New Wisconsin Rules of Civil Procedure Governing E-Discovery and Electronically Stored Information

It is estimated that more than 90% of all information created today is stored electronically.

The Federal Rules of Civil Procedure were amended in 2006 to address such electronically stored information, or “ESI”. Effective January 1, 2011, the Wisconsin Rules of Civil Procedures also are being amended to address ESI and confirm that discovery of ESI stands on equal footing with discovery of paper documents.

The Wisconsin rules have been changed to parallel the federal e-discovery rules and make it easier to utilize existing federal authority in discovery disputes in the Wisconsin courts. But Wisconsin did not adopt the 2006 federal amendments in their entirety. The new Wisconsin rules take a slightly different approach than the federal amendments in two ways: First, some federal rules do not have Wisconsin counterparts. For example, unlike FRCP Rule 26(a), Wisconsin’s new rules make no provision for mandatory disclosure. Second, the drafters of the new Wisconsin rules thought some portions of the federal amendments should be addressed by substantive Wisconsin law, rather than by a procedural rules change.

The new Wisconsin ESI rules are:

  • Wis. Stat. § 802.10(3)(jm) (the Wisconsin counterpart to FRCP 16)

This rule is being enacted to encourage courts to be more active in managing electronic discovery. It adds the need for discovery of electronically stored information to the issues that a trial court may address in issuing a scheduling order.

  • Wis. Stat. § 804.01(2)(e) (the Wisconsin counterpart to FRCP 26)

This rule is being enacted to help manage the costs of discovery of ESI. It creates a “meet and confer” obligation, and states that no requests for production or inspection of ESI under Wis. Stat. § 804.09 (or responses to interrogatories by production of ESI under Wis. Stat. § 804.08(3)) can be issued until after the parties confer on a number of discovery issues. However, it does not require parties to confer before commencing other types of discovery.

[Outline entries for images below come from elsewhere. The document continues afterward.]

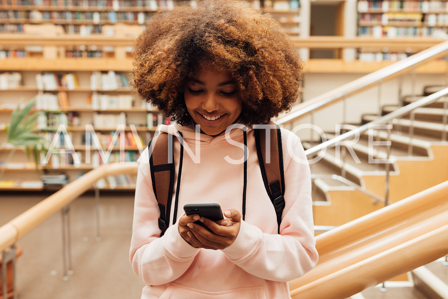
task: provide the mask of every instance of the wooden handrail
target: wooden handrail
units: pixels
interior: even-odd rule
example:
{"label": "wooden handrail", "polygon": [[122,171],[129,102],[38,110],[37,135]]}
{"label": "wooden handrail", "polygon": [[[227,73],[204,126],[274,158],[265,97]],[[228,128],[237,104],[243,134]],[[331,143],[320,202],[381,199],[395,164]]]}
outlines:
{"label": "wooden handrail", "polygon": [[294,299],[343,299],[448,254],[448,181],[316,238],[317,265]]}
{"label": "wooden handrail", "polygon": [[111,163],[89,171],[0,227],[0,252],[16,243],[52,215],[109,175],[137,172],[137,163]]}
{"label": "wooden handrail", "polygon": [[[136,162],[107,164],[0,227],[0,251],[108,175],[135,173]],[[343,299],[448,254],[448,181],[316,237],[319,262],[289,282],[293,298]]]}

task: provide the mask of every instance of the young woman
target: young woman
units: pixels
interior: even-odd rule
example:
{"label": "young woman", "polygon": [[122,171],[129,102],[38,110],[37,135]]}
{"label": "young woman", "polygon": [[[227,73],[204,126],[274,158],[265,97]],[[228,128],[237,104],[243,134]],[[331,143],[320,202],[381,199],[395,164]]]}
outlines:
{"label": "young woman", "polygon": [[[298,97],[302,65],[294,44],[271,17],[239,1],[211,0],[156,15],[134,54],[136,90],[177,124],[159,126],[160,134],[181,133],[190,151],[161,236],[147,148],[138,160],[130,258],[146,284],[142,298],[290,298],[288,282],[318,259],[310,169],[298,138],[281,129],[279,228],[253,128]],[[181,147],[174,139],[177,182]],[[208,203],[220,205],[224,220],[183,212],[185,204]]]}

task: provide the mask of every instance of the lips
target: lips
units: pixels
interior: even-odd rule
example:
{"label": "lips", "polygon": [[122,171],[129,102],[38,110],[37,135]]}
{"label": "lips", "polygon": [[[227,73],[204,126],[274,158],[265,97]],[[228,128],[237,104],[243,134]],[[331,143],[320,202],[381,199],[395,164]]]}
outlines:
{"label": "lips", "polygon": [[227,113],[220,114],[203,114],[198,112],[196,113],[200,116],[201,120],[206,125],[217,125],[221,122]]}

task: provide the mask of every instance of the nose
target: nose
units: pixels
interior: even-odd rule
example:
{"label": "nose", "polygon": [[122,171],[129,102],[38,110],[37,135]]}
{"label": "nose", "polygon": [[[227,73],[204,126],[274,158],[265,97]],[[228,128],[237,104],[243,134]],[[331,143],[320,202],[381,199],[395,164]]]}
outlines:
{"label": "nose", "polygon": [[220,108],[219,100],[214,95],[207,95],[202,102],[202,108],[207,112],[212,112]]}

  • Wis. Stat. § 804.08(3) (the Wisconsin counterpart to FRCP 33(d))

This rule gives parties the option to produce electronic business records in lieu of an answer to an interrogatory. It specifies that ESI is among the types of business records that a business may provide in response to an interrogatory. But, this is an option; it is not mandatory.

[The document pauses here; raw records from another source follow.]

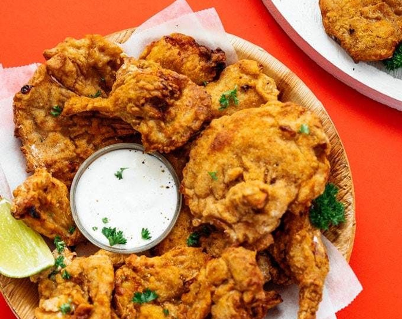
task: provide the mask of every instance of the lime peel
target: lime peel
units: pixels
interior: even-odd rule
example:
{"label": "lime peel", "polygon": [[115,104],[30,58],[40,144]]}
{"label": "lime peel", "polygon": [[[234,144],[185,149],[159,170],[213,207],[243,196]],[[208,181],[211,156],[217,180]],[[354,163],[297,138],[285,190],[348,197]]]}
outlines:
{"label": "lime peel", "polygon": [[40,235],[14,218],[11,204],[0,197],[0,273],[28,277],[54,264],[51,252]]}

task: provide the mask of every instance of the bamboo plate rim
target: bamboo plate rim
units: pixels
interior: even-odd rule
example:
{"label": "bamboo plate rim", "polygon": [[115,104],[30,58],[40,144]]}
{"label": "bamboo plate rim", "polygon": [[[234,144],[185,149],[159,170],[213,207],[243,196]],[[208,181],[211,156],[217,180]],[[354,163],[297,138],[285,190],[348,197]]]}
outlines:
{"label": "bamboo plate rim", "polygon": [[[123,43],[135,30],[135,28],[127,29],[105,37],[115,42]],[[262,48],[235,35],[229,33],[227,35],[239,59],[254,59],[263,65],[265,73],[275,80],[281,92],[281,100],[292,101],[302,104],[316,113],[322,121],[332,146],[329,156],[331,166],[329,181],[334,183],[339,188],[338,198],[345,204],[346,219],[344,224],[330,228],[324,234],[349,261],[356,231],[354,189],[345,148],[329,115],[311,91],[281,62]],[[37,306],[39,298],[37,289],[29,278],[18,279],[0,275],[0,291],[17,318],[35,318],[33,310]]]}

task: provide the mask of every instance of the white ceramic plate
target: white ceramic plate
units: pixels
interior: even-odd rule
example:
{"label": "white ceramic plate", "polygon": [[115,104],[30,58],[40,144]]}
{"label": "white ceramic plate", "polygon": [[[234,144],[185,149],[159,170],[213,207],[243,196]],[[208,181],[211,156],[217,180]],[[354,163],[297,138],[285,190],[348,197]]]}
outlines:
{"label": "white ceramic plate", "polygon": [[382,63],[355,63],[324,30],[318,0],[263,0],[282,28],[328,72],[361,93],[402,111],[402,69],[389,73]]}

  • Wis. Stat. §§ 804.09(1) and (2) (the Wisconsin counterpart to FRCP 34)

These rules are the heart of the new electronic discovery rules. They govern the formulation of electronic discovery requests and responses and establish the scope and procedures regarding the discovery of ESI. They treat ESI the same as paper documents.

  • Wis. Stat. § 804.12(4m) (the Wisconsin counterpart to FRCP 37)

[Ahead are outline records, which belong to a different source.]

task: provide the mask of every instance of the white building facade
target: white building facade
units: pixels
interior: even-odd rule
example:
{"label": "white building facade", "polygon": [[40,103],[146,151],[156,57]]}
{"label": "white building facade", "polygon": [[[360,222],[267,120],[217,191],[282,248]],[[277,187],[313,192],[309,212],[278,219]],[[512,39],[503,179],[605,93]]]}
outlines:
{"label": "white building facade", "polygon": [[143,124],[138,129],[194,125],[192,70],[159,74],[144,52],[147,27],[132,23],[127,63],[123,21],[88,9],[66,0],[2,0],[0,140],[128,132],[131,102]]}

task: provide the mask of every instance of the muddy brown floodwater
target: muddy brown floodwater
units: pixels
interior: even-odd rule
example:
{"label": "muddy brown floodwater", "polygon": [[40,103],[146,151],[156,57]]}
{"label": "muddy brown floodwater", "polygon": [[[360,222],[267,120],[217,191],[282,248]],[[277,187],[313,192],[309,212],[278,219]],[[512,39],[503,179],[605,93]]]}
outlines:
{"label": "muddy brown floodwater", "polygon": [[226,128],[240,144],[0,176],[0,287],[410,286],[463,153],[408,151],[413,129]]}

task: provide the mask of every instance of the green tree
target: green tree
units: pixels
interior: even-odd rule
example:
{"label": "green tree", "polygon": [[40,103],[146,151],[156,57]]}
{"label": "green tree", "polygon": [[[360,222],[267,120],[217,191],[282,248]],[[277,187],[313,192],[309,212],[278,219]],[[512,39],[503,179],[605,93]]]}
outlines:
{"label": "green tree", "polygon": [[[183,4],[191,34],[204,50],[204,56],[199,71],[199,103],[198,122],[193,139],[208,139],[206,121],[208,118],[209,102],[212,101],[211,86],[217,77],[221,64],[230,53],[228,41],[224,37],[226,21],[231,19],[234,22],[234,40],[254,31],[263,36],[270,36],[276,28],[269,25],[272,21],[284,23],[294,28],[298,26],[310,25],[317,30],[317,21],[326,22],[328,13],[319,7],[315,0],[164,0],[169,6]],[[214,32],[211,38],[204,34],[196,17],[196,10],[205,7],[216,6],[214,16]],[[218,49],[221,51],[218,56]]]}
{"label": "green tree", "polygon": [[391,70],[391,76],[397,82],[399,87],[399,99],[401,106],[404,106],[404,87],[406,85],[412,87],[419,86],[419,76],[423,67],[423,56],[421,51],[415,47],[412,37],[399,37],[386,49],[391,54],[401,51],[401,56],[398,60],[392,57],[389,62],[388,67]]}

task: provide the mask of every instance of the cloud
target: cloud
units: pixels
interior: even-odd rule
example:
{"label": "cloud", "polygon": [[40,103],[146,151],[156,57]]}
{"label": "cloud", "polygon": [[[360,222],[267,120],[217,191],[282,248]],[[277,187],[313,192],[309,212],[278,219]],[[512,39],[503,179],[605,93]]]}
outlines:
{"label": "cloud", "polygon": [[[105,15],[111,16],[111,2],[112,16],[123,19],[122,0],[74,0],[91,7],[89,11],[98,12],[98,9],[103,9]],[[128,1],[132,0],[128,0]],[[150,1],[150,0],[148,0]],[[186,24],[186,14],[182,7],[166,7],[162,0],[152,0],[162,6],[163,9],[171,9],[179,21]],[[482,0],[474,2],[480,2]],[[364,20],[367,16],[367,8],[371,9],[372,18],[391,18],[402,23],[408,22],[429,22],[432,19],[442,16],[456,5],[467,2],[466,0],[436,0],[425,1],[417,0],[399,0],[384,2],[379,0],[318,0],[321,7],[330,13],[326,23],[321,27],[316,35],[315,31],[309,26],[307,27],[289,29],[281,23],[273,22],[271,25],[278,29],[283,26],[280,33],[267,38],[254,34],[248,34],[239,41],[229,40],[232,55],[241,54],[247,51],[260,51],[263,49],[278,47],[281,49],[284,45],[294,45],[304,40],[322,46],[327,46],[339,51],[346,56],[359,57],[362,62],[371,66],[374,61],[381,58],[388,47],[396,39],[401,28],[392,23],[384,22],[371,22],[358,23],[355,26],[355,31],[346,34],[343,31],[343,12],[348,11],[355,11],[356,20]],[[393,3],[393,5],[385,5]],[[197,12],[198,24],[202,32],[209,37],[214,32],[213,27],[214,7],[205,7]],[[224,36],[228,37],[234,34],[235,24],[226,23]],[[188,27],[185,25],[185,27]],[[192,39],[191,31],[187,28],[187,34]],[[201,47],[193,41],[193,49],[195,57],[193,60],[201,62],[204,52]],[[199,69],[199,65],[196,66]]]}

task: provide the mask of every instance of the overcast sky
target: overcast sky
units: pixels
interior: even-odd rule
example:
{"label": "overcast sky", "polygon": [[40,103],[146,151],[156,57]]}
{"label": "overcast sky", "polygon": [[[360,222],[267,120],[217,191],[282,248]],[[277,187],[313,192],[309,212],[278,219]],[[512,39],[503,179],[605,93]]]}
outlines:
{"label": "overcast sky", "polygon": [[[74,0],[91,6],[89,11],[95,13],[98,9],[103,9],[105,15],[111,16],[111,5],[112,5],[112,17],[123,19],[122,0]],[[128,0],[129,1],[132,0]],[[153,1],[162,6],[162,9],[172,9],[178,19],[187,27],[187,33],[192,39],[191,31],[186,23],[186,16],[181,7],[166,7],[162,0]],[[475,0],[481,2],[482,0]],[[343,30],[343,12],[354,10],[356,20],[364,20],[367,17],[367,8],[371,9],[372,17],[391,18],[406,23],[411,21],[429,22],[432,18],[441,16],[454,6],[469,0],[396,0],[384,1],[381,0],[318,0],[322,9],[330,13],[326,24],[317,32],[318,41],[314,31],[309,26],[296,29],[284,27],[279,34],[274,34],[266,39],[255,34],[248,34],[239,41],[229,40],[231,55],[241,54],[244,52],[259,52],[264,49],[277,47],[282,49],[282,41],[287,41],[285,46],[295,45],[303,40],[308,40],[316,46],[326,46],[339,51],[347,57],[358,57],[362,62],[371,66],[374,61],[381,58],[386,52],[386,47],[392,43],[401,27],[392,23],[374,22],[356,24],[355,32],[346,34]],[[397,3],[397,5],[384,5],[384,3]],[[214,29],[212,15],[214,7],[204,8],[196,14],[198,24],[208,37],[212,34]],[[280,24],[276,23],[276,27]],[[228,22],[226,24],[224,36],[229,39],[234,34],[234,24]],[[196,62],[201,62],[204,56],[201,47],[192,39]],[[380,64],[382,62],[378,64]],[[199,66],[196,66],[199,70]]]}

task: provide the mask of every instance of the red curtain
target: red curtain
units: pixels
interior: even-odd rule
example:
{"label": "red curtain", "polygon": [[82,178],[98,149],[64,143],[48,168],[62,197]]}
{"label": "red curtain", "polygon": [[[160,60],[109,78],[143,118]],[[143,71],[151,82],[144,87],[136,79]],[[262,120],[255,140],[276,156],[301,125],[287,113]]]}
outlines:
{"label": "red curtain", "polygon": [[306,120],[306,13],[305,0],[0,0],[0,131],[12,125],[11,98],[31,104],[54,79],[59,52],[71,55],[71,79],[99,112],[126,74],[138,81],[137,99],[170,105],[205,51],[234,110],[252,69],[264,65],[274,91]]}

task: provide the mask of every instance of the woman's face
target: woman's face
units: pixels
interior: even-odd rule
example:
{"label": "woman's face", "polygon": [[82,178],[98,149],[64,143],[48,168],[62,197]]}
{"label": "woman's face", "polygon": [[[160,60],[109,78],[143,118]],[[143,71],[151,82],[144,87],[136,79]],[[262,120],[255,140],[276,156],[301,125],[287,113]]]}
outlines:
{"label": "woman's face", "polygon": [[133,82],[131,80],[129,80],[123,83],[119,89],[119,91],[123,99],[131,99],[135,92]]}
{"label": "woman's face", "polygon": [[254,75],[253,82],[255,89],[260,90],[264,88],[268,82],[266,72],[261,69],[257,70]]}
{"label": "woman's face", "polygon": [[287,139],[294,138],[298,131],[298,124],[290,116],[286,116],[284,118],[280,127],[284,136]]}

This rule provides a “safe harbor” for the good faith, routine deletion of ESI and gives limited “immunity” from certain spoliation sanctions.

  • Wis. Stat. § 805.06 (the Wisconsin counterpart to FRCP 53)

This is not a new rule, but rather its use in ESI matters is suggested by the comments to the new Wisconsin rules. It allows for the use of discovery referees or “special masters” to handle complex and/or expensive discovery issues, including those involving ESI.

  • Wis. Stat. § 805.07 (the Wisconsin counterpart to FRCP 45)

This rule adds ESI to the types of materials which may be discovered by subpoena.